Microtubule plus end-tracking proteins (+TIPs) are a diverse group of proteins involved in numerous cell activities, including the regulation of cell shape. Recently, it was discovered that end-binding protein 1 (EB1; also known as MAPRE1) regulates the interaction of +TIPs with microtubule ends, but the mechanism by which this is achieved was unclear. Honnappa et al. have now delineated this mechanism by identifying a microtubule tip localization signal that guides +TIPs to bind EB1 and, ultimately, track microtubule tips.

Credit: BRAND X

To investigate the interaction between +TIPs and EB1, the authors carried out sequence analysis of +TIPs and identified a motif (SxIP, in which x denotes any amino acid) that was conserved among several +TIPs. Full-length +TIPs and fragments containing SxIP were found to interact with EB1 in pull-down assays and to track microtubule ends in cells. Changes in the amino acid sequence of SxIP abrogated the process, indicating that this motif forms the basis of the +TIP–EB1 interaction. Furthermore, in in vitro reconstitution experiments using purified components, +TIPs localized to microtubule tips only in the presence of EB1, suggesting that EB1 is necessary and sufficient for microtubule tip tracking.

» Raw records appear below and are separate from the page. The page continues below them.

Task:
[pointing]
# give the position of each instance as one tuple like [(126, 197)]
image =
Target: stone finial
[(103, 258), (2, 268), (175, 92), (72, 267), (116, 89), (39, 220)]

“...+TIPs bind to the hydrophobic cavity of EB1 through the SxIP motif, and this interaction directs them to microtubule tips...”

Proteins (such as EB1) with an EB homology domain are known to contain a highly conserved hydrophobic cavity, and the substitution of hydrophobic residues in SxIP with polar ones abolished the interaction between +TIP and EB1. Based on this, the authors proposed that SxIP and the hydrophobic cavity of EB1 are the major interacting sites. Indeed, examination of the crystal structure of a complex of EB1 and the +TIP microtubule-actin crosslinking factor (MACF) identified contact sites that correspond to the SxIP of MACF and the hydrophobic cavity of EB1. This finding was extended to other +TIPs using nuclear magnetic resonance studies.

Taken together, these data reveal that +TIPs bind to the hydrophobic cavity of EB1 through the SxIP motif, and this interaction directs them to microtubule tips, where they can carry out their functions. Future studies interfering with this microtubule tip localization signal through amino acid substitutions will enable further dissection of the role of microtubule tip tracking in cellular processes.